On housing he claims there’s been a “free-market free-for-all”, yet there are few sectors where the market is less free. But then housing is not a policy area where sensible policies abound (exhibit A: “help to buy”). One interesting idea he proposes is a land value tax – something that’s viewed favourably by the Financial Times and The Economist, as well as many mainstream economists. Land is in fixed supply, can neither be created nor destroyed, much of its value depends on externalities from public infrastructure and you can’t easily take it to the Caymen Islands. This may be politically radical, but economically it’s fairly pedestrian.

All in all, much of Corbynomics seems fairly unexceptional – politics is, after all, the business of exaggerating small differences. If he were genuinely an economic radical, the media wouldn’t be obsessed with his singing.

[1] To deal briefly with the main subject of the interview, will Corbyn be good for business? Well, most governments outside North Korea are good for some businesses, and bad for others, so the question’s a hard one. As Janan Ganesh wrote in the Financial Times, Corbyn’s leadership may have the unintended consequence of freeing the Tories to move to the right.
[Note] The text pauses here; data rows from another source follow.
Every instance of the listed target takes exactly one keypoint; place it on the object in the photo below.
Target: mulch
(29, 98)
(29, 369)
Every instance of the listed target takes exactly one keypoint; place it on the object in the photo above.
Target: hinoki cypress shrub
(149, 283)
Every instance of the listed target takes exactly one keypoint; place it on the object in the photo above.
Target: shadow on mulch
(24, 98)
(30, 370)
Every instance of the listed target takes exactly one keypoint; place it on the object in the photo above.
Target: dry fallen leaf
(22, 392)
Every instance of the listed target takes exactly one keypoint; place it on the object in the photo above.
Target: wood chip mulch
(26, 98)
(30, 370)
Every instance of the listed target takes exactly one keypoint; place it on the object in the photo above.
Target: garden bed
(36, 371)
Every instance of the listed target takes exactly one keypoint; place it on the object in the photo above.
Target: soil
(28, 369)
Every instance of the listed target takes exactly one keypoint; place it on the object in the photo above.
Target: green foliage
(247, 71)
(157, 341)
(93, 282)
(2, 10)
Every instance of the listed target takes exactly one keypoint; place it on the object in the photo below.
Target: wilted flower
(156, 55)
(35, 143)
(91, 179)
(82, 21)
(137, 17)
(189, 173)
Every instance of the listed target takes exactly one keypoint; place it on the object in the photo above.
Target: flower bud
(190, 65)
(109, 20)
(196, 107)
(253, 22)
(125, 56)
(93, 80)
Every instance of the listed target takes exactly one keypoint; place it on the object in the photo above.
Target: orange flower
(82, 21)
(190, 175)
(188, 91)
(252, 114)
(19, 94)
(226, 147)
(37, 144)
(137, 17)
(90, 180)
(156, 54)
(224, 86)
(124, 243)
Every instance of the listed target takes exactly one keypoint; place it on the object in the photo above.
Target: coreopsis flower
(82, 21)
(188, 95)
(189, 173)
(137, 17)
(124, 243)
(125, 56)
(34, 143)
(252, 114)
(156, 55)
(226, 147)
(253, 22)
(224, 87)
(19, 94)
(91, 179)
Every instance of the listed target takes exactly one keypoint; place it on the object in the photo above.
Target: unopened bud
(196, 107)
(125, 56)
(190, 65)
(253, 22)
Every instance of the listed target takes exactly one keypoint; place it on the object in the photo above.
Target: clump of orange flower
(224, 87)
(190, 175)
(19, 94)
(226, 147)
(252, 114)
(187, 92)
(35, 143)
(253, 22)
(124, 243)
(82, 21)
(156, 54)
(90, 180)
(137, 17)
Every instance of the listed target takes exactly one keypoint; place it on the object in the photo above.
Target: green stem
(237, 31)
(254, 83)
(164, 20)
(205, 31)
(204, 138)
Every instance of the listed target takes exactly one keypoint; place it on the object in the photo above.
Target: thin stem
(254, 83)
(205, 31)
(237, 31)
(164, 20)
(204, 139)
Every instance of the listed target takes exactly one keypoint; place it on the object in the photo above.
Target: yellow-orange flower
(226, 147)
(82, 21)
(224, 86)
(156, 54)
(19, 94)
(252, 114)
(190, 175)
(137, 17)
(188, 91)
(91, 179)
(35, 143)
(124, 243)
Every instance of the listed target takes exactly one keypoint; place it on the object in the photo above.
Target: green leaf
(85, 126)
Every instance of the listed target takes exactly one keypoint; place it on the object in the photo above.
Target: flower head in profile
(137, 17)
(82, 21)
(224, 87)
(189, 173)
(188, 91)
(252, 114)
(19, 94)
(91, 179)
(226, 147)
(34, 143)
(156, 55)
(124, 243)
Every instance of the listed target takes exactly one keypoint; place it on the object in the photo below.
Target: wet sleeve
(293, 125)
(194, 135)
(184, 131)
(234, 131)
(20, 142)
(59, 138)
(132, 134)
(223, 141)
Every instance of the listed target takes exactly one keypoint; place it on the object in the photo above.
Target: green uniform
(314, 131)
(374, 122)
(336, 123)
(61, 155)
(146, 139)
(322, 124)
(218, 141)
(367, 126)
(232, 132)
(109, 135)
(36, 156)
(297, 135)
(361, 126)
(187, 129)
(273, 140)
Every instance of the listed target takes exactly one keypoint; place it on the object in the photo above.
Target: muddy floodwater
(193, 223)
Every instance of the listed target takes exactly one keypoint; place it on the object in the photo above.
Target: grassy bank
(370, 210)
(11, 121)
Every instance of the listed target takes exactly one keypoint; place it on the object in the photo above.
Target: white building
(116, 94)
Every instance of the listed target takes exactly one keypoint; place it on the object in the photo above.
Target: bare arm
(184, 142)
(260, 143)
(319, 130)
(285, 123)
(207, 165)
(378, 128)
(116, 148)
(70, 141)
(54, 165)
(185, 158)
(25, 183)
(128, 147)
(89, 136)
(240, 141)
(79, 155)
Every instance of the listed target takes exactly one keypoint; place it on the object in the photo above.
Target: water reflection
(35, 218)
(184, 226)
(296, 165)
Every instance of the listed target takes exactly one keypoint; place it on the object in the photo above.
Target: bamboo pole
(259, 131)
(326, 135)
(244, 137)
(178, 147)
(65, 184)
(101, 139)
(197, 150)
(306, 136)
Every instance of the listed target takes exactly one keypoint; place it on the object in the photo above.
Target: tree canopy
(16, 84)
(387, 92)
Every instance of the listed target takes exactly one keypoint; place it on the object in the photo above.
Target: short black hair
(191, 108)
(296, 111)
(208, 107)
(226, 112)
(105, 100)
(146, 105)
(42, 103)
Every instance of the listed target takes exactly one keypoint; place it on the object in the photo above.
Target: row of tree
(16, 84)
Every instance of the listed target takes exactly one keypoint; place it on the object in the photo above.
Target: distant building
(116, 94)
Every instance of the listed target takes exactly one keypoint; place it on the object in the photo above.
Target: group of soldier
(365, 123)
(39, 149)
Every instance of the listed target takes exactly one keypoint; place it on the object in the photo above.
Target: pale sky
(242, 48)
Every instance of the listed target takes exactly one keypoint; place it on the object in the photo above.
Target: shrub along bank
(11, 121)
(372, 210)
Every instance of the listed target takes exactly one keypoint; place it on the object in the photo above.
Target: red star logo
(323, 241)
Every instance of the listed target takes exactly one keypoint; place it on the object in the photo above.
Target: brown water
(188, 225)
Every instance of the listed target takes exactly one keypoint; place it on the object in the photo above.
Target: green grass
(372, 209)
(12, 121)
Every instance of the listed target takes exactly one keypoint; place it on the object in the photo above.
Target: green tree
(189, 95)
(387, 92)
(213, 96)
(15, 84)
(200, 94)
Whether moving further right is good for business depends a lot on what is “right”: low corporation taxes and free trade or illiberal social policy and more masochistic deficit fetishism?

[2] I’m not saying whether that’s good or bad. My argument is a positive not a normative one.

[3] Fortunately they missed the target by a country mile. One of those cases where failure is to be welcomed.

[4] I’m assuming here that compensation would be paid. Otherwise, that is radical, but probably also illegal.

[5] Or similarly create tradeable quotas.